Phase I

[ Overview - Phase I - Phase II - Phase III ]

Phase I of your project will read a set of documents, parse them into documents and terms, and produce an inverted index and associated data structures which will be stored on disk and used in Phase II.

This phase will have two major components: the lexical analyzer and the inverter. For the lexer, you might choose to use code you wrote for Homework 1. You will need to make explicit what assumptions you make about the structure and words in the documents. You might choose to have your lexer configurable at run-time; the configuration file would then specify how to segment terms, what tag indicates the start of a new document, how to treat numbers, etc.

For the part of your program produces the inverted file, you will want to think carefully through your choice of data structures and algorithms. Use the material from the textbooks and readings distributed in lecture for this. You may choose to use the common libraries available on the UNIX systems; if you do, make sure you say so in your documentation!

Your program will need to save several data structures to disk. At the minimum, these will include the lexicon (the table of words occurring in the text, appropriate metadata, and pointers into the inverted file), the document list (a table indicating where to find the files on disk at retrieval time), and the inverted file itself. You do not need to store the documents locally unless you wish to.

Phase I resources

Here are some resources you might find useful in Phase I:

Stop Lists

These are some commonly-used stoplists. You may find that you want to edit them somewhat (for example, if you want the word 'C').

Stemmer

Martin Porter's web page contains implementations of the Porter Stemmer in a number of languages. Another implementation of the Porter stemmer comes from Andrew McCallum's Bag Of Words Library (1996), a toolkit for statistical language modeling, text retrieval, classification, and clustering.

Porter's Snowball Project has several stemmers in other languages. Snowball is a language for writing stemmers.

Milestones for Phase I (with target dates):

(9/27) Parse the files containing the documents into individual documents and words.
(10/4) Invert the collection in memory.
(10/11) Store the inverted file and associated data structures to disk.

Benchmarks for Phase I:

0. Which collection?

Which collection are you using for your project?

umbc-crawl-2
Reuters Corpus v1 (600MB subset)

A. Corpus statistics

Report the following collection statistics. If you compute these separately from your indexing process, make sure that both use the same document segmentation, term selection, etc.

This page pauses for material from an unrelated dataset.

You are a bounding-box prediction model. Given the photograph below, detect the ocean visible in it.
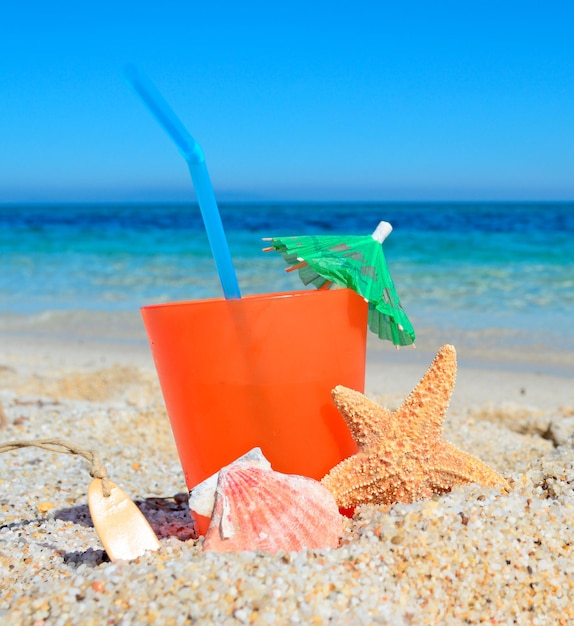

How many unique words do you index from the collection?
How many documents are there in the collection? How many do you index?
How many postings (inverted file entries) do you create for this collection?
What are the lengths of the shortest and longest inverted lists? What is the average inverted list length? (State your answers in terms of number of document entries per posting.)

B. Invert collection

Index the collection, and report:

Wall-clock time to index the collection. You can use the Unix time(1) command to get this information, if you like.
How much memory is needed to index the collection. Account for all memory used.
How much total disk space is required for your index and related data structures? This total should include everything created in your indexing process that is needed later to answer queries (lexicon, inverted file, document location table). If you create temporary files, report the maximum disk space needed at any point in your indexing process.